LMS-NLOS is a lightweight network with a smaller model size.
MS-NLOS imaging quality is better.
Both of these networks are passive non-line-of-sight imaging networks.
In order to avoid a significant decrease in imaging quality caused by the lightweighting of LMS-NLOS, we propose the MS-NLOS network to first improve the imaging quality of the network.
- Python 3.9
- Pytorch (2.1.0) Different versions may cause some errors.
- scikit-image
- opencv-python
- Tensorboard
- timm
- einops
- numpy
The VIS dataset is collected by our laboratory. It collects a large amount of information from real-world scenarios, including individuals of different genders, clothing styles, poses, and those holding various props such as red ping-pong paddles, green beverage bottles, and toy guns. This dataset consists of 200,000 pairs of NLOS images. The details of data processing are as follows.
At the beginning of the image collection process, a time anchor point is first set to synchronize the initial frames of all cameras; at the end of the collection, another time anchor point is set to synchronize the final frames of each camera. During the image collection process, all cameras are set to a frame rate of 25 fps, and a total of 40 video sequences are collected.
First, all data streams are converted into image data. Then, based on the initial and final frames, the data is filtered to select the image data from two cameras during the same period.
- Spatial Registration
Since non-line-of-sight images cannot have their feature points observed by the naked eye and the positions of the subjects are not fixed, only coarse registration such as cropping and scaling is performed on the VIS dataset.

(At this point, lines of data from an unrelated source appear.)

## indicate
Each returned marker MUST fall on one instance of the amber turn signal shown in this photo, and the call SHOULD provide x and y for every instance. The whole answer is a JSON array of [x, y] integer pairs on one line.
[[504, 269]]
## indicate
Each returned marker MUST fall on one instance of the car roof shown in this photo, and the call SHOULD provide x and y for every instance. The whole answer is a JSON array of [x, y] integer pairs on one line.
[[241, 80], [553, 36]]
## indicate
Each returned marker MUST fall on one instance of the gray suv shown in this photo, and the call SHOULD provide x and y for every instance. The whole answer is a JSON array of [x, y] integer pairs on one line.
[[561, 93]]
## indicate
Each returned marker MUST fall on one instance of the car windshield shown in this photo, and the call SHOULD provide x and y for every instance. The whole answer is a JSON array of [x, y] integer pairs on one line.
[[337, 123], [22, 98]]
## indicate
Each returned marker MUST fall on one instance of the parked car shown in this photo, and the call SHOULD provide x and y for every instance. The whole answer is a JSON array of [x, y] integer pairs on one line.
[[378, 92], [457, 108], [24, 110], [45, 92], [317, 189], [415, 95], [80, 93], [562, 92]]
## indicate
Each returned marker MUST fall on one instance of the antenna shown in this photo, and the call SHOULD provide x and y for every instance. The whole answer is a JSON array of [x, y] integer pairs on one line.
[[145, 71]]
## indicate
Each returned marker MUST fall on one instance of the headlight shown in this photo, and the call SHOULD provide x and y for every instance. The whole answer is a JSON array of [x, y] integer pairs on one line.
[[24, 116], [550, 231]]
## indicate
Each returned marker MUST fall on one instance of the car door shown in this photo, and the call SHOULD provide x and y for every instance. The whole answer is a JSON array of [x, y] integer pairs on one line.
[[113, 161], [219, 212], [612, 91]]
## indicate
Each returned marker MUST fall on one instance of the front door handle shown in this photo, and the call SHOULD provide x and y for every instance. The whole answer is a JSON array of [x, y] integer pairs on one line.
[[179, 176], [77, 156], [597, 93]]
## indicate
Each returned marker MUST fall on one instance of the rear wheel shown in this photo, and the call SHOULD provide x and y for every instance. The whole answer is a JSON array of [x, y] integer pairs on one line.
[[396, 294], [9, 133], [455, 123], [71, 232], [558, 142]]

Manual registration is then done using the cpselect toolbox in Matlab, along with the cp2tform and imtransform functions.
- Temporal Registration During data collection, although the frame rate of all cameras is set to 25 fps, to avoid discrepancies due to time errors between the cameras, temporal calibration is required when processing multi-camera data to ensure data accuracy. Since no high-precision clock synchronization equipment was used for time synchronization between all cameras, each video sequence is manually synchronized. The process is as follows:
- First, the images from the same camera before time synchronization are processed into video using custom software.
- Then, the video is loaded into the same timeline in Adobe Premiere Pro software, where the initial frames of all videos are aligned.
- Frame-by-frame analysis is performed to check if the videos are synchronized. Unaligned frames are removed by frame extraction. Although this process may introduce some errors, the time discrepancy between video frames in each group is less than 5 ms after calculation.
Finally, videos with nearly identical content are obtained. The temporally synchronized videos are exported in AVI format. A program is then written to process the exported video frame by frame. For each frame, images from multiple spectral bands are cropped according to their image coordinates in the video, and the cropped images are saved separately.
Download the test dataset from the following link:
Baidu Netdisk
Access Code: ict4
The NLOS-Passive dataset is a publicly available dataset. It includes images of NLOS targets, such as publicly available datasets like STL-10 and MNIST displayed on a monitor, as well as images of supermodel faces and anime faces generated by Generative Adversarial Networks (GANs). These images are paired with corresponding relay surface projection images captured simultaneously, resulting in a dataset consisting of over 3.2 million images across 50 groups.
-
Download the Anime, Supermodel, and STL-10 datasets from the link NLOS-Passive.
-
Unzip the files into the
datasetfolder. -
Preprocess the dataset by running the following command:
python data/preprocessing.py
After preparing the dataset, the folder structure should be as follows:
Supermodel/
├── train/
│ ├── blur/
│ │ └── (5000 image pairs)
│ │ └── xxxx.png
│ │ ...
│ └── sharp/
│ └── xxxx.png
│ ...
└── test/
└── (1250 image pairs)
└── (same as train)
The To train LMS-NLOS , run the command below:
python main.py --model_name "LMS-NLOS" --mode "train" --data_dir "dataset/Supermodel"
or to train MS-NLOS, run the command below:
python main.py --model_name "MS-NLOS" --mode "train" --data_dir "dataset/Supermodel"
Model weights will be saved in results/model_name/weights folder.
-
Use the dataset collected by our laboratory:
Use our pre-trained models and the provided test dataset to run tests.
-
Using publicly available datasets: To test LMS-NLOS , run the command below:
python main.py --model_name "LMS-NLOS" --mode "test" --data_dir "dataset/Supermodel" --test_model "model.pkl"or to test MS-NLOS, run the command below:
python main.py --model_name "MS-NLOS" --mode "test" --data_dir "dataset/Supermodel" --test_model "model.pkl"Output images will be saved in results/model_name/result_image folder.